Pioneer Founding member
Japan's Public Television Films Louisiana's LifeSource Cryobank To Feature In
Article Date: 15 Feb 2010

NHK Global Media Services, Inc., Japan's only public broadcasting television network visited Covington, Louisiana to film, LifeSource Cryobank, LLC. LifeSource will be featured in a documentary series on regenerative medicine to be aired next month in Japan.

LifeSource Cryobank is the first private company in the United States to offer both umbilical cord blood banking and adult bone marrow stem cell storage for therapeutic uses in either reparative or regenerative medicine.

"It's exciting to see Japan has a keen interest in the progress of regenerative medicine here in the United States," stated LifeSource founder and medical director, Gabriel Lasala, MD. "The producers' primary interest is in what we are doing with adult stem cells. The company's ability to aspirate a patient's own bone marrow, separate specific adult stem cells, multiply the cells in the company's GMP laboratory, and cryopreserve them for future therapeutic uses are being featured in the documentary."

The specific type of adult stem cells the company cryopreserves is called Mesenchymal Stem Cells (MSC). This adult stem cell type has the ability to repair or regenerate muscles, blood vessels, organs, and bone. The future of MSCs therapeutic treatments are extensive related to cardiovascular, nervous, skeletal and muscular systems.

"Your stem cells decrease as you age," stated Scientific Director and Cell Biologist Jose Minguell, PhD. "Harvesting your cells when you are young and storing them for the future is important."

Federal Drug Administration (FDA) clinical trials are underway to prove the safety and efficacy of MSCs usage in numerous therapies.
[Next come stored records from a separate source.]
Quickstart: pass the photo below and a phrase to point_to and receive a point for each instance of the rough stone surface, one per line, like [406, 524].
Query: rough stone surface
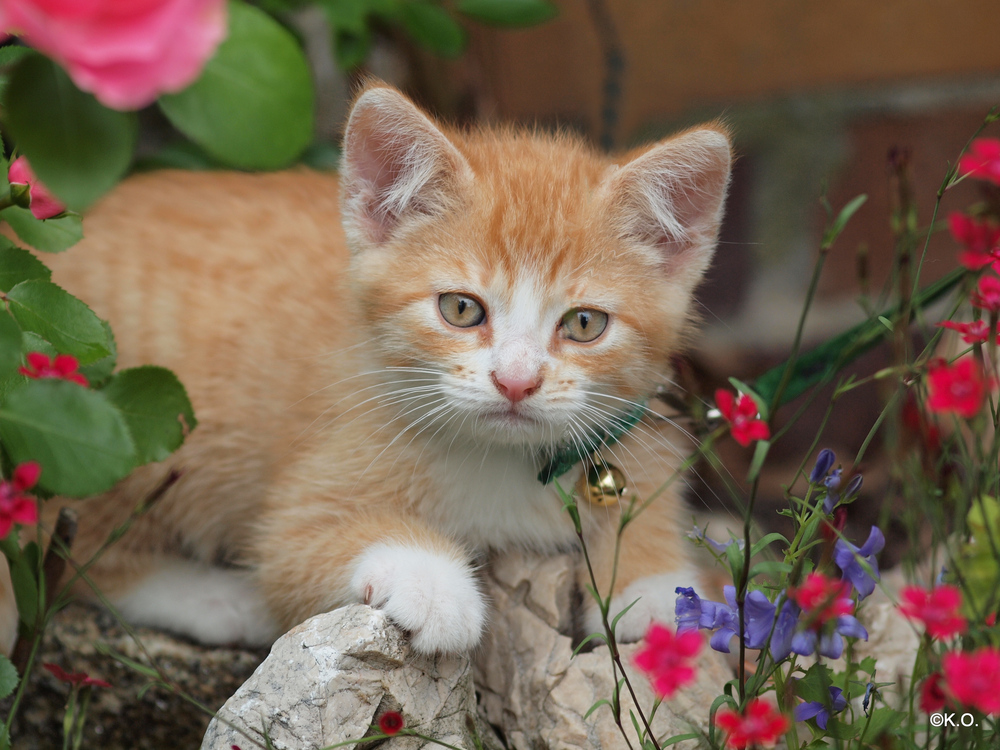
[537, 693]
[329, 679]
[126, 716]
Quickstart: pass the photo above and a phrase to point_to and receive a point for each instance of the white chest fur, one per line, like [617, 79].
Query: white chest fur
[491, 497]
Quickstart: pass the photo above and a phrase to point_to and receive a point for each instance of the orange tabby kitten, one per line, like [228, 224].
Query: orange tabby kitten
[379, 384]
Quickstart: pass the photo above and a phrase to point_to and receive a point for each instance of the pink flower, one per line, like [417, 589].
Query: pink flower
[976, 332]
[76, 679]
[982, 160]
[981, 240]
[742, 416]
[760, 724]
[932, 695]
[125, 53]
[63, 367]
[822, 599]
[937, 609]
[987, 294]
[390, 722]
[43, 204]
[15, 505]
[974, 678]
[666, 658]
[958, 388]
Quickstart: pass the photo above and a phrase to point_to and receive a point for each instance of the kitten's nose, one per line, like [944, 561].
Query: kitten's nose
[516, 389]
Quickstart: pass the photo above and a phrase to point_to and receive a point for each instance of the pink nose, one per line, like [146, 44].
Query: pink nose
[515, 389]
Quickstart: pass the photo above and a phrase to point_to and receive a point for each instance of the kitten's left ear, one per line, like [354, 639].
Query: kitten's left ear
[671, 198]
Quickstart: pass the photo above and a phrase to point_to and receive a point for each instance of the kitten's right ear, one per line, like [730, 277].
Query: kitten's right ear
[397, 165]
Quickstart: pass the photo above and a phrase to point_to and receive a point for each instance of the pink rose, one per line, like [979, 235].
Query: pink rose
[43, 204]
[125, 53]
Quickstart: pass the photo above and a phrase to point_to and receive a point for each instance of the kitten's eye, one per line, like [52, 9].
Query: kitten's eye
[461, 310]
[584, 325]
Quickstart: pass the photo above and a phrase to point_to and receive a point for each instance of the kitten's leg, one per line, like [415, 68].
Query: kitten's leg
[311, 559]
[654, 559]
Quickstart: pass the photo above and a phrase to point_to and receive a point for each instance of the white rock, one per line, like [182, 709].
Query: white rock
[330, 678]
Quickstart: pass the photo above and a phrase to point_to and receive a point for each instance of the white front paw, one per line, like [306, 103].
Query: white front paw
[656, 597]
[433, 595]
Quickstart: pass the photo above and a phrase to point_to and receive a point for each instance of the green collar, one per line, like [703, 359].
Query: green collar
[569, 455]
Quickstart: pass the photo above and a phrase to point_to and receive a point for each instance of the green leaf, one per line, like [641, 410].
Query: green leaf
[181, 154]
[834, 230]
[11, 349]
[508, 13]
[17, 265]
[759, 456]
[433, 27]
[597, 705]
[348, 15]
[49, 236]
[592, 637]
[766, 541]
[680, 738]
[77, 436]
[351, 48]
[13, 54]
[78, 147]
[252, 107]
[769, 567]
[154, 403]
[59, 318]
[829, 357]
[814, 685]
[8, 677]
[100, 370]
[22, 578]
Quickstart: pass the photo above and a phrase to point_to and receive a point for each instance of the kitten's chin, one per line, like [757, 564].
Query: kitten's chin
[514, 428]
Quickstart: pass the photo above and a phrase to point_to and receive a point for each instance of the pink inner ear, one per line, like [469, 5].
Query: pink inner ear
[672, 195]
[396, 163]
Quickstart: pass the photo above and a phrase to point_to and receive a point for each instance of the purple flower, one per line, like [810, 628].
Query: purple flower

In Covington alone, TCA Cellular Therapy is currently undergoing six FDA clinical trials using a patient's own MSCs to treat cardiovascular and neurological diseases. Two of the trials are entering Phase III, the final stage before marketability.

"The future of medicine is in adult stem cell therapy," added Dr. Lasala. "Research is moving expeditiously. Scientists anticipate FDA-approved therapeutic treatments available to the United States market as early as 2012."